O mais do menos, minha frustração.

Aos quatorze já tinha escrito alguns poemas que mais imitava Chico e um único texto que falava na voz de uma mulher tudo que um homem gostaria de ouvir. As imagens da voz feminina falando, remetiam a situações lindas, de sonhos, de declarações, impossíveis ou possíveis, não tinha certeza. A idade, talvez. Ainda mantenho aquele texto no fundo, lá no fundo da minha gaveta nos meus alfarrábios mais secretos. Questionei minha sexualidade como todo adolescente sem iniciação. Vocês sabem. As pernas de Sandra fantasiavam meu sonho de que de sua boca sairiam todas as palavras do meu texto. Nunca o tornei público.

No rádio tocava sem parar “Alegria, alegria” do Caetano mesmo sendo a quinta colocada no festival. A chuva de sol acordava as formigas que exibia sua metamorfose em tanajuras.

Tudo era só felicidade, mas eu queria era ser artista. E ser artista para mim era pintar. Queria ser pintor. Tomava da caneta, dos lápis de pintura. Minha felicidade diminuía, invadia uma frustração companheira dos dias da minha adolescência. Persisti e tantas vezes as mesmas idéias sem nenhum resultado que pelos menos o meu senso crítico aprovasse.

Mulheres deformadas com linhas animalescas horríveis. Paisagens de fauna e flora que mais parecia provocar sorrisos seguidos de “Meu Deus! O que é isso?. Os montes mais para pratos de areia e rios que a água escoria lateralmente. Caminhos que se percorridos teria de se andar de cabeça para baixo como a homem aranha. Um verdadeiro desastre.

Não desisti. Parti para o abstrato. Verdadeiros borrões se colocados de lado, de frente, de cabeça para baixo, de perfil. Novo vexame. Inventei de jogar tintas, assim como o fazem os construtores de casa de barro do meu agreste querido, o lugar onde nasci. Eles verdadeiros artesãos de moradias com a funcionalidade de qualquer casa digna. - Só os governos não conseguem, falta-lhes dignidade, acho. - O meu quadro me proporcionou algumas repreensões de meu Pai e de minha Mãe que me perseguiu de chibata em puno, descontente por que a minha tentativa de pintor de quadros melara de tintas e seu sofá novo recém comprado.

Não me fiz de rogado corri pra longe da chibata. Fui parar na casa de meu Avô na cidade de Escada no sul do Estado.

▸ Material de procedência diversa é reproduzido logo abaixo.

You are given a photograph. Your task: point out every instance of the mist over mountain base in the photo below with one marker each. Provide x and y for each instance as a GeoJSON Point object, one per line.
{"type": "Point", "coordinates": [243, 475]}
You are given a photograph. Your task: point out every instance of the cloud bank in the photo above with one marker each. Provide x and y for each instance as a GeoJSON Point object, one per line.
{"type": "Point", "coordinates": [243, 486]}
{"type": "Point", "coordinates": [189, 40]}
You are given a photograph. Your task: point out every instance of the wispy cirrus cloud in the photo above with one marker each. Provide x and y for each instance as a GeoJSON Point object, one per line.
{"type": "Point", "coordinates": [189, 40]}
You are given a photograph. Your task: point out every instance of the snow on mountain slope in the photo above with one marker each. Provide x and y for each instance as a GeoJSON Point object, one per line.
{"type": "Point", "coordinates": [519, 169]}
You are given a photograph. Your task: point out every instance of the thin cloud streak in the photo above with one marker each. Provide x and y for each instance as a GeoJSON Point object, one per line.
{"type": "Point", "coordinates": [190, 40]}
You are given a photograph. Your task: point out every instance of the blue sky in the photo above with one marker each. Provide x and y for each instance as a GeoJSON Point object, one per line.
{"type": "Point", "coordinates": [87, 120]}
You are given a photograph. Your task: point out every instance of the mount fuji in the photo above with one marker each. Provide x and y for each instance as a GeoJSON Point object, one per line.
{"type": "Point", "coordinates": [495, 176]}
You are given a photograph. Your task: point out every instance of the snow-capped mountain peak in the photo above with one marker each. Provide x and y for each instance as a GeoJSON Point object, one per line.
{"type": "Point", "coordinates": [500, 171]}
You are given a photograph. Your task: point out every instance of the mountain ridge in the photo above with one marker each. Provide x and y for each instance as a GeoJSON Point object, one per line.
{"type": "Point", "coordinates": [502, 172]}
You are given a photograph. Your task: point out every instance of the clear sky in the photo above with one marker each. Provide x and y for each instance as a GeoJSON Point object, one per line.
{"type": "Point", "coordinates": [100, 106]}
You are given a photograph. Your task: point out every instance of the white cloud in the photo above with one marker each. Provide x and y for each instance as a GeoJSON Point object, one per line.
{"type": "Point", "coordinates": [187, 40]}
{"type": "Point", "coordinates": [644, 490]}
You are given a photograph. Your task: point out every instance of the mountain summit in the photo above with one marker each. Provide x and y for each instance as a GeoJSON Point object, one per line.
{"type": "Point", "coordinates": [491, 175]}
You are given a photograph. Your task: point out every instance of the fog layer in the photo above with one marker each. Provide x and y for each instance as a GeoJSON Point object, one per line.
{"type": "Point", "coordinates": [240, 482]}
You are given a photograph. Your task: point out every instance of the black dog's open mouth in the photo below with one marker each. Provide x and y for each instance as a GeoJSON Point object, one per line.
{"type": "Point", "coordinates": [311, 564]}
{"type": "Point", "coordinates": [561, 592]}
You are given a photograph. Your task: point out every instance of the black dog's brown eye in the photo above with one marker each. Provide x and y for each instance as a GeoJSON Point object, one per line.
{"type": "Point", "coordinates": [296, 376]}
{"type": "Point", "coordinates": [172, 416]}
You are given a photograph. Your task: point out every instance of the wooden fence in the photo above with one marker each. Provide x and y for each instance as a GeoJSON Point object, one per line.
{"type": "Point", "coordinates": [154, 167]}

Era abril. O inverso daquela região me fez ver as tantas diferenças e dificuldades do meu agreste. Na carta que recebi já haviam substituído da mão a chibata por mãos que queriam me abraçar de saudade. Emocionei-me. Junto um pequeno bilhete de Sione (vizinha cujo som da sua casa com a música do Elvis me acordara no “primeiro beijo”. (Claraluna me fez lembrar àquele bilhetinho na leitura de seu primoroso texto de San Valentino). No bilhete Sione me pedia para que além de voltar logo, descrevesse Escada, o lugar onde eu estava, com a pergunta: como é aí?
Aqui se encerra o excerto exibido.